CONVICTS recently caught up with Jordan and Harley in a Chinatown loft where they happened to be getting tattoos. Amongst other things, we got their word on blowing up so young, the pressures of celebrity, and the toxicity of fear.
Hey boys. To start, can you introduce yourselves for us?
Yo my name is Jordan Stephens.
My name is Harley Sylvester.
And we’re Rizzle Kicks and we are in New York working really hard. Doing that work, son.
What about right now, this very moment?
We are currently in a beautiful space in Chinatown where we are being tattooed by my dude Jared otherwise known Ruse. Crashed at his spot last time I was in New York.
What was that occasion?
A final proper blowout before the year really started.
We’ve almost finished our third studio album and this was a celebration of that. Although we didn’t actually finish it.
Tell us about the new album? It’s been awhile since your second album dropped.
Sometimes an absence is good for creating demand. I say if it’s sunny everyday you wouldn’t appreciate the sun. It has to rain a bit. I’m not saying in any way we’re like the sun or the pop is like the rain…
We took a little break between the second and third album. We thought we’d give ourselves a little break, focus on our own solo projects a bit. It’s been good. Rizzle Kicks feel older now.
We had some growing up to do. It had been pretty full on since we were eighteen, nineteen so we thought we’d take some time out to really get to know ourselves.
It must’ve been wild blowing up so young…
It’s quite a lot of pressure being pop artists in the mainstream. It’s a bit of a suspended reality. You’re not doing the same things as other people who are twenty, twenty-one. I remember I had to think about washing my clothes for the first time.
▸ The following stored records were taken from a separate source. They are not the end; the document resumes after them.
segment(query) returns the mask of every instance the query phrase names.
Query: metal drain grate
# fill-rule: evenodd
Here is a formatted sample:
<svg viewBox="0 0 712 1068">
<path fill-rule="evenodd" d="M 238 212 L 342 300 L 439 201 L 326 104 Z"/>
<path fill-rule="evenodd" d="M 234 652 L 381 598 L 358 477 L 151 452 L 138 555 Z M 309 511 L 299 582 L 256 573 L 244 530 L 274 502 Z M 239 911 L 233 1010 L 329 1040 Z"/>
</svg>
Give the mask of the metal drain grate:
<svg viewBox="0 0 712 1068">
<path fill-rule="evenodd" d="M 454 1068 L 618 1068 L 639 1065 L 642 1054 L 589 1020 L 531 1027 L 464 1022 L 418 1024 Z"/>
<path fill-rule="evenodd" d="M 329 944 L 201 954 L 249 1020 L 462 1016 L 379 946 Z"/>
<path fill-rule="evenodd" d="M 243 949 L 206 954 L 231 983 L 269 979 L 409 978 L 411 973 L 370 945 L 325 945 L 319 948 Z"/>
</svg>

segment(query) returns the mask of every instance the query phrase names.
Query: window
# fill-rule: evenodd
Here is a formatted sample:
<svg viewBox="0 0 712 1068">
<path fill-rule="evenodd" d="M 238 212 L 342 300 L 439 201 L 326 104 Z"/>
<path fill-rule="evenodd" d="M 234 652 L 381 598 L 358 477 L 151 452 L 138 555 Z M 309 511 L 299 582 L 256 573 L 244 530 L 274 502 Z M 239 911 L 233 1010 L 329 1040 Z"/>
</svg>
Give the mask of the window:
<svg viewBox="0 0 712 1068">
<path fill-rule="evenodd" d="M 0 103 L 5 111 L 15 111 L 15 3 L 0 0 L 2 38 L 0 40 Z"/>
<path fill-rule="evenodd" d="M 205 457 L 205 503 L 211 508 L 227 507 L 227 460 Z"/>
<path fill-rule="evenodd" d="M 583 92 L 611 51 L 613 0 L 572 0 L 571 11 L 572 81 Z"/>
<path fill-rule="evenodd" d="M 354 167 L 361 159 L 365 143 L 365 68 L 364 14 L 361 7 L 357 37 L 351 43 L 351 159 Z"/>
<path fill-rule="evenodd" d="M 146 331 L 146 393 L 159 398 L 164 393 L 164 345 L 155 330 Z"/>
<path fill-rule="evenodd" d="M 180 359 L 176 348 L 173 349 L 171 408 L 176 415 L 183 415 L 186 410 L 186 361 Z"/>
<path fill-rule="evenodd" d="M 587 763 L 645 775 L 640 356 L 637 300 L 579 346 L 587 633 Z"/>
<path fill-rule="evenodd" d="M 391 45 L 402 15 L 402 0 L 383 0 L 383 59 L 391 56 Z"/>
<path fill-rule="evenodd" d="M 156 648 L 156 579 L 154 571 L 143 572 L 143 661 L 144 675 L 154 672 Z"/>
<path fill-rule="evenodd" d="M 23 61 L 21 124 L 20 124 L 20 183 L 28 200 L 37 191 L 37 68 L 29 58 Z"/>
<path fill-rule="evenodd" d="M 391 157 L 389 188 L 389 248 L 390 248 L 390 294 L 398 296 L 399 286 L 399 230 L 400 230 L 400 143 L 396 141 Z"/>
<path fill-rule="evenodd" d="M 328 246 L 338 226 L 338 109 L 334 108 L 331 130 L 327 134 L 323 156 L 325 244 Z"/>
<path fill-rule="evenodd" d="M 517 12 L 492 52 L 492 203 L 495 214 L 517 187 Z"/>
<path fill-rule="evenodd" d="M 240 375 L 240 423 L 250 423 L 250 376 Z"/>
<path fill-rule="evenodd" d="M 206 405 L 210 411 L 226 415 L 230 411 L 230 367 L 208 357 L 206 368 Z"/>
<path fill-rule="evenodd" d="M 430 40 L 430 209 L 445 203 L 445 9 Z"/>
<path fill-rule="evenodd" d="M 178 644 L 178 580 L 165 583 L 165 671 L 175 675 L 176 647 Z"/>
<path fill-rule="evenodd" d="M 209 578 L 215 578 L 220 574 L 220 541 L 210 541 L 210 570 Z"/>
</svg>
It was ridiculous, I should have thought about that before. But now that we’ve had a year and a half off, there’s a good chance no one will really give a fuck when we release an album again.
You never know. It could be the perfect time to come back.
Are you guys nervous at all about re-emerging onto the scene?
Fear can make people do the wrong thing. The times I’ve been scared of what people think or how our music gets received are the times I’ve made the worst music.
Fear makes you cater to what you think people are gonna like.
Blind faith is probably a better way to go about it.
Respect. What did the time off do for you two, creatively speaking?
We’ve become better writers for sure, but that just happens as you grow. With our solo projects we were able to tap into parts of the brain that we hadn’t tapped into before. Those songs have really heartfelt moments.
We have a better idea of what Rizzle Kicks means. Sometimes, we would try to crowbar our personal feelings into something we were both about, but it’s healthier for those feelings to go out into their own spaces and for us to meet in the middle.
How’s the new album coming, by the way?
We’ve got the vibe, the first video and 90% of the album ready.
We’ve got our first intimate single.
Will the vibes be different from Rizzle Kick’s younger albums?
The general vibe is quite similar. All we wanted to do with this project is make people happy and dance. It’s still got the hip-hoppy influences. We’ve not really changed from the start too much.
Good to hear. Last of all, what does the word ‘pioneer’ mean to Rizzle Kicks?
A pioneer, in short, is someone who gets people to look at something differently. I would like to consider myself a pioneer at some point, but at the moment we kind of live in the wake of innovators.
Who would you consider a pioneer?
In terms of music, Tame Impala really pioneered a sound. They’ve brought back elements of something past and made it their own. Now a lot of young bands are in that world and I love it. It’s so intelligent.
I’m fascinated by the author Zadie Smith. With her words, I think she changed people’s ideas of what a black woman is capable of. I want to reinvent the wheel in that respect, do something my way. Real talk: in 2016, I personally think a lot of the charisma in mainstream music has died. I wanna come in and say interesting things.
Right on. Thanks for the chat, gentlemen.